[Top][All Lists]
[Date Prev][Date Next][Thread Prev][Thread Next][Date Index][Thread Index]
[cp-patches] RFC: gnu.regexp: fixed bugs in RETokenOneOf
From: |
Ito Kazumitsu |
Subject: |
[cp-patches] RFC: gnu.regexp: fixed bugs in RETokenOneOf |
Date: |
Sun, 22 Jan 2006 11:50:05 +0900 (JST) |
There is a testcase in gnu/testlet/java/util/regex/Pattern/testdata2
which looks like
/(ab|ab*)bc/
abc
0: abc
1: a
The problem here is that once "ab" matches /ab/ and /ab*/,
the backtrackig to "a" which matches /ab*/ does not occur
and tho whole matching fails.
And here is my fix.
ChangeLog
2006-01-22 Ito Kazumitsu <address@hidden>
* gnu/regexp/REToken.java(empty): Made Cloneable.

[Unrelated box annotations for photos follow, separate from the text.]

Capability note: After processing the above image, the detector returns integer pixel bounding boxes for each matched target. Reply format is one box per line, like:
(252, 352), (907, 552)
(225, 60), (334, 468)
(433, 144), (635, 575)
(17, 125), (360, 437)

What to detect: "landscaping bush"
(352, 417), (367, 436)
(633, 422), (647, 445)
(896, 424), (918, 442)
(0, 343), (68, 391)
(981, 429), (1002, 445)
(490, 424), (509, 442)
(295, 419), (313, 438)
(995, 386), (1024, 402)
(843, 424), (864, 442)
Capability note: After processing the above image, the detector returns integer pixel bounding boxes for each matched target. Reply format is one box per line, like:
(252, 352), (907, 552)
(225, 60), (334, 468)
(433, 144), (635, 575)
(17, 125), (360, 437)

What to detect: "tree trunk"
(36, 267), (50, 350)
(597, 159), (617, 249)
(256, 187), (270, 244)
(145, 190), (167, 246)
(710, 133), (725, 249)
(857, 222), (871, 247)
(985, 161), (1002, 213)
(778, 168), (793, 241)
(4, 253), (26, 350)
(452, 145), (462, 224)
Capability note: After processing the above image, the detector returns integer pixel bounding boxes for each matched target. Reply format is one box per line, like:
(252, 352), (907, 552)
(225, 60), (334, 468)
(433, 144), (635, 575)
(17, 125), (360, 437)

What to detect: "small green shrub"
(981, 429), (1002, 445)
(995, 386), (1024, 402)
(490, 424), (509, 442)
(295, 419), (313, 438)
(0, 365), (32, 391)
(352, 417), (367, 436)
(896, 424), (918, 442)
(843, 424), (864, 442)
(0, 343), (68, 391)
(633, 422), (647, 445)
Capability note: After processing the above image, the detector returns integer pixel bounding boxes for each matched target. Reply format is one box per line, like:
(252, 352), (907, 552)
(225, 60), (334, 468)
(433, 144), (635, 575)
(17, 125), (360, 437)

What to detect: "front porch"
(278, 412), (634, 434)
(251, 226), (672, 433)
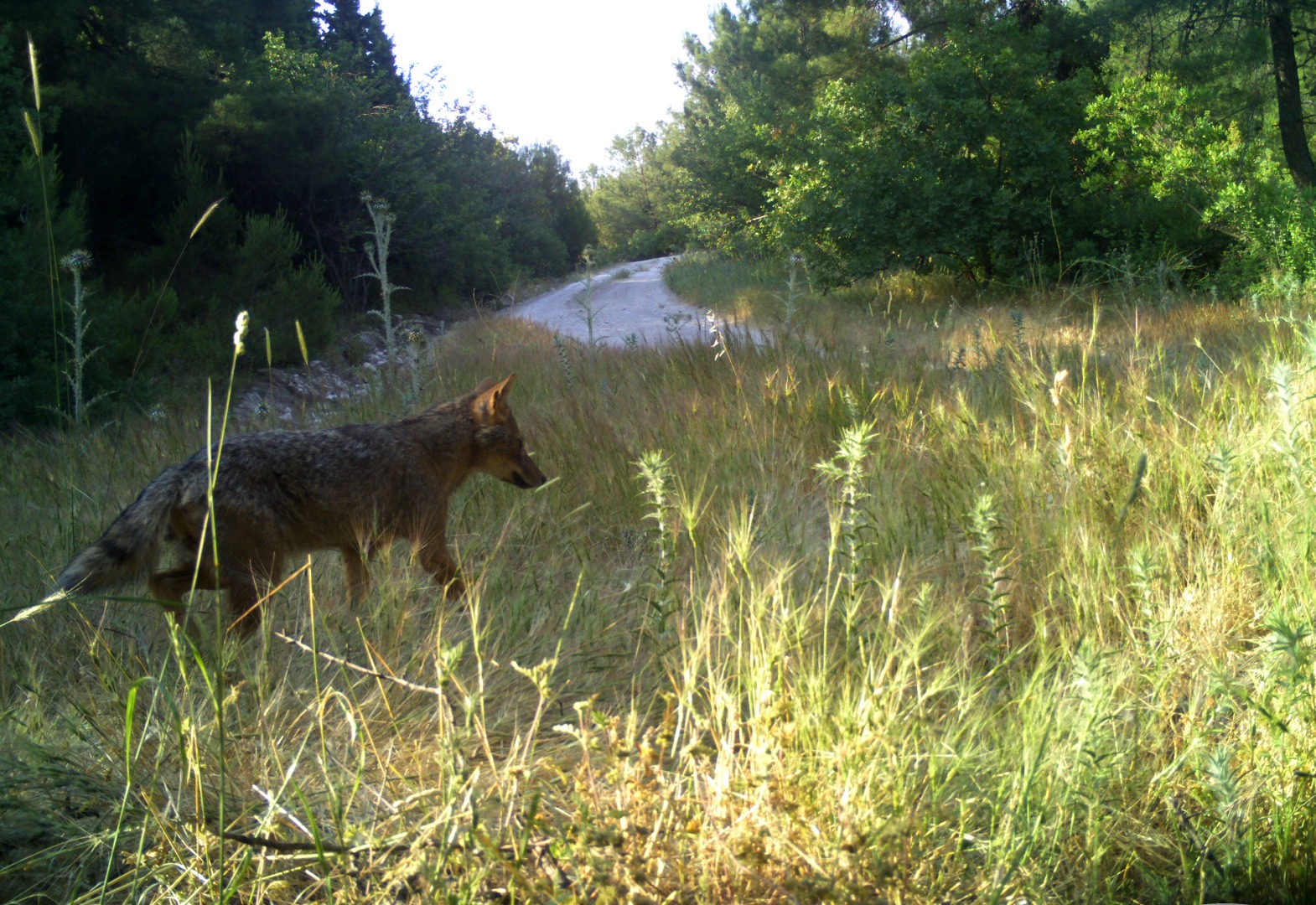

* gnu/regexp/RETokenOneOf.java(match): RE.java(match):
Use separate methods matchN and matchP depending on the
boolean negative.
(matchN): New method used when negative. Done as before.
(matchP): New method used when not negative. Each token is
tried not by itself but by a clone of it.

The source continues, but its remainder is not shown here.